🤖 AI Summary
Parallel I/O libraries such as PnetCDF suffer from severe performance bottlenecks when creating massive numbers of independent data objects, due to collective metadata consistency constraints. Method: This paper proposes a two-segment file header format—comprising a centralized index table and distributed metadata blocks—that enables asynchronous, process-independent data object creation while preserving full netCDF format compatibility. Built atop PnetCDF, the new scalable I/O library employs a lightweight indexing mechanism, decentralized metadata block management, and optimized file semantics. Contribution/Results: Experiments on 4,096 MPI processes creating 5.68 million data objects demonstrate up to 582× reduction in creation time. Per-process memory overhead decreases inversely with the number of processes, significantly enhancing I/O scalability and efficiency for heterogeneous scientific data in large-scale computing environments.
📝 Abstract
High-level I/O libraries, such as HDF5 and PnetCDF, are commonly used by large-scale scientific applications to perform I/O tasks in parallel. These I/O libraries store the metadata such as data types and dimensionality along with the raw data in the same files. While these libraries are well-optimized for concurrent access to the raw data, they are designed neither to handle a large number of data objects efficiently nor to create different data objects independently by multiple processes, as they require applications to call data object creation APIs collectively with consistent metadata among all processes. Applications that process data gathered from remote sensors, such as particle collision experiments in high-energy physics, may generate data of different sizes from different sensors and desire to store them as separate data objects. For such applications, the I/O library's requirement on collective data object creation can become very expensive, as the cost of metadata consistency check increases with the metadata volume as well as the number of processes. To address this limitation, using PnetCDF as an experimental platform, we investigate solutions in this paper that abide the netCDF file format, as well as propose a new file header format that enables independent data object creation.

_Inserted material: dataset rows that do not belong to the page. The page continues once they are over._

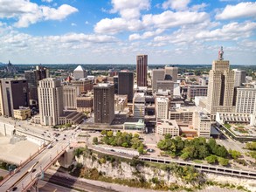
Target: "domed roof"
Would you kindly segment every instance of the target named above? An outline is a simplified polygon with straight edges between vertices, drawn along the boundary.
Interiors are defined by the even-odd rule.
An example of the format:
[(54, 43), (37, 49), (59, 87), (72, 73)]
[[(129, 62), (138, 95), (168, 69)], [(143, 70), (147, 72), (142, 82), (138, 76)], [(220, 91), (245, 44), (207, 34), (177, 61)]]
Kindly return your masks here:
[(75, 68), (74, 72), (85, 72), (86, 70), (81, 66), (79, 65), (77, 68)]

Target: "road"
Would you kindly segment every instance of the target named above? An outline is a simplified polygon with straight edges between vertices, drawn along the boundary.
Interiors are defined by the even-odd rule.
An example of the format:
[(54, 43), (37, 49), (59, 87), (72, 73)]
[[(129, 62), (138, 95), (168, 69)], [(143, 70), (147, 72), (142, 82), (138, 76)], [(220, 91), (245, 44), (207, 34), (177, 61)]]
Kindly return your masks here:
[[(52, 148), (44, 149), (39, 154), (31, 159), (24, 168), (10, 177), (6, 182), (1, 186), (3, 191), (17, 187), (19, 190), (34, 182), (36, 178), (40, 176), (43, 169), (47, 169), (56, 159), (59, 153), (68, 147), (70, 141), (74, 137), (75, 130), (65, 132), (66, 135), (59, 136), (59, 141), (52, 143)], [(34, 171), (29, 173), (29, 169), (33, 166)]]

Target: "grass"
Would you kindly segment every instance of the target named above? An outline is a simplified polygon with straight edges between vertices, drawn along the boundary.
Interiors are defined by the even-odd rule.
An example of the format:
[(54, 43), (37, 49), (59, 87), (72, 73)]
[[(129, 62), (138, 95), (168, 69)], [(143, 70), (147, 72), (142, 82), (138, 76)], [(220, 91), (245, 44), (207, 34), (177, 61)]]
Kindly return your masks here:
[(201, 164), (202, 164), (202, 163), (203, 163), (203, 161), (200, 161), (200, 160), (194, 160), (193, 162), (196, 162), (196, 163), (201, 163)]

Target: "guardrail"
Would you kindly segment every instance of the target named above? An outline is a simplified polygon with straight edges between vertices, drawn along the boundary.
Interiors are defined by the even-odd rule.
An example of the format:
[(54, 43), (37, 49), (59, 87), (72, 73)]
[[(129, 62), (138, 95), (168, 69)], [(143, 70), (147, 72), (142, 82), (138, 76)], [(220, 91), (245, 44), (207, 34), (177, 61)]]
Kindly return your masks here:
[(218, 173), (218, 174), (223, 174), (223, 175), (229, 175), (232, 176), (256, 179), (256, 172), (254, 171), (228, 168), (225, 167), (219, 167), (219, 166), (203, 165), (199, 163), (181, 161), (176, 161), (176, 160), (167, 160), (167, 159), (162, 159), (162, 158), (151, 158), (151, 157), (140, 156), (139, 159), (144, 161), (160, 162), (160, 163), (165, 163), (165, 164), (176, 163), (180, 166), (189, 165), (189, 166), (193, 166), (195, 168), (197, 168), (204, 172), (215, 173), (215, 174)]

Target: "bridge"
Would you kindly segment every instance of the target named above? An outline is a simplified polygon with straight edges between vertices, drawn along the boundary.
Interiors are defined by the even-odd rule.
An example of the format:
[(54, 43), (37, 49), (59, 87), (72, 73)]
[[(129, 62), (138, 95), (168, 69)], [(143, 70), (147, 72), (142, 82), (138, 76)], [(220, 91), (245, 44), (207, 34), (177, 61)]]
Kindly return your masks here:
[[(71, 137), (66, 135), (67, 138)], [(38, 180), (44, 176), (45, 171), (49, 168), (58, 159), (65, 158), (63, 155), (69, 150), (69, 140), (61, 140), (58, 142), (52, 142), (51, 148), (45, 147), (38, 153), (31, 156), (26, 161), (17, 168), (13, 173), (4, 178), (0, 182), (1, 191), (11, 191), (16, 189), (17, 191), (26, 191), (31, 189)], [(60, 159), (61, 159), (60, 158)], [(73, 156), (70, 158), (73, 160)]]
[(165, 164), (176, 163), (180, 166), (186, 166), (186, 165), (193, 166), (195, 168), (203, 172), (228, 175), (232, 176), (244, 177), (248, 179), (256, 179), (255, 171), (247, 171), (247, 170), (242, 170), (242, 169), (229, 168), (220, 167), (220, 166), (211, 166), (211, 165), (199, 164), (199, 163), (177, 161), (177, 160), (163, 159), (163, 158), (140, 156), (139, 159), (144, 161), (150, 161), (150, 162), (159, 162), (159, 163), (165, 163)]

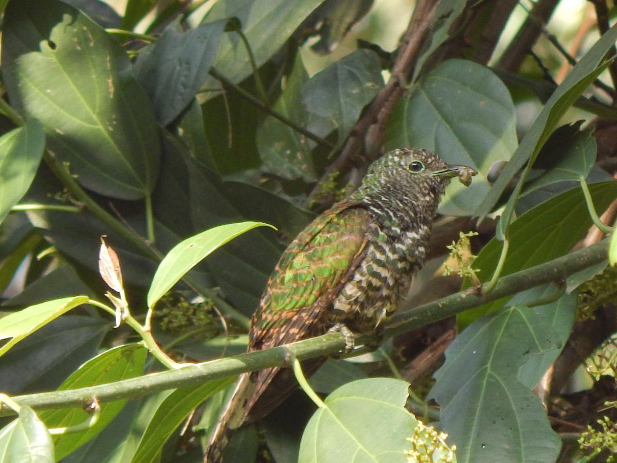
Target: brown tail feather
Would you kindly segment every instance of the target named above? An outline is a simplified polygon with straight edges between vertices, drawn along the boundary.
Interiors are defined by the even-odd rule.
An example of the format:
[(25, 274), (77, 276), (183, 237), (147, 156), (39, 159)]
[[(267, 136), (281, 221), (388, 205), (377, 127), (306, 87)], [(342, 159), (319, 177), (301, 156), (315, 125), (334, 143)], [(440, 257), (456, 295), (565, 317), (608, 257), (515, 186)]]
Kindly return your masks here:
[(221, 417), (210, 436), (204, 458), (204, 463), (219, 463), (223, 458), (223, 451), (227, 446), (234, 430), (244, 422), (244, 403), (252, 393), (254, 383), (251, 373), (240, 375), (231, 398), (227, 402)]

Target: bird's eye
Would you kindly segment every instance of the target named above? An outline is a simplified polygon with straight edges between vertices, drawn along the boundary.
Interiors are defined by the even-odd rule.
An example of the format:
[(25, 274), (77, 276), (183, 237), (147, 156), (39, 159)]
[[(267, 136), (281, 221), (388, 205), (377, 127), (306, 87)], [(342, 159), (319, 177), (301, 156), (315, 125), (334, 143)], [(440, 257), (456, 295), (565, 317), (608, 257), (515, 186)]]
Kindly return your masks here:
[(414, 173), (421, 172), (424, 169), (424, 164), (419, 161), (412, 161), (409, 163), (409, 170)]

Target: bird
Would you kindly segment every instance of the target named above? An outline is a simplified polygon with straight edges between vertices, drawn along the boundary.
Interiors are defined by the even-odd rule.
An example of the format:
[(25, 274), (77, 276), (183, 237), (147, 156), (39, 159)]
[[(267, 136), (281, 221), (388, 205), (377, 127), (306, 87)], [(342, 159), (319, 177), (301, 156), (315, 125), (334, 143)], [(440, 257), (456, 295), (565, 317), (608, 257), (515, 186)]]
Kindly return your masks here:
[[(315, 218), (289, 244), (251, 323), (249, 351), (339, 329), (376, 331), (421, 267), (439, 200), (451, 178), (477, 173), (423, 149), (394, 149), (373, 162), (358, 189)], [(304, 361), (307, 374), (326, 357)], [(204, 452), (218, 463), (234, 429), (260, 419), (297, 387), (289, 369), (241, 375)]]

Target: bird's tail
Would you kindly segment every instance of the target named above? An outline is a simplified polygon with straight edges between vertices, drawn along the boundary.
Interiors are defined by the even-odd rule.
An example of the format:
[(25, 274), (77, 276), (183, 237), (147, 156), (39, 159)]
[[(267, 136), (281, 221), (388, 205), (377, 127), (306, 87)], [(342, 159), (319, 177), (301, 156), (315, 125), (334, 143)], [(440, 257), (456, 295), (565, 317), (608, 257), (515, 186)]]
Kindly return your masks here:
[(244, 403), (251, 395), (253, 385), (250, 373), (240, 375), (231, 398), (223, 409), (218, 423), (210, 436), (204, 453), (204, 463), (219, 463), (222, 459), (223, 451), (234, 430), (246, 419)]

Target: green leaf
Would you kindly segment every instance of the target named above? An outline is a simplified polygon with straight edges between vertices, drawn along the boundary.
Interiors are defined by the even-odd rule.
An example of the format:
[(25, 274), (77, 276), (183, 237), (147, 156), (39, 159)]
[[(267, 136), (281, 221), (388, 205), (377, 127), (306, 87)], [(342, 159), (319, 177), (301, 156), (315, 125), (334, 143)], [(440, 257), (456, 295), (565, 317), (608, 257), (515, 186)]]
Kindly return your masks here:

The proposed file header consists of two sections, an index table and a list of metadata blocks. The index table contains the reference to the metadata blocks and each block stores metadata of objects that can be created collectively or independently. The new design achieves a scalable performance, cutting data object creation times by up to 582x when running on 4096 MPI processes to create 5,684,800 data objects in parallel. Additionally, the new method reduces the memory footprints, with each process requiring an amount of memory space inversely proportional to the number of processes.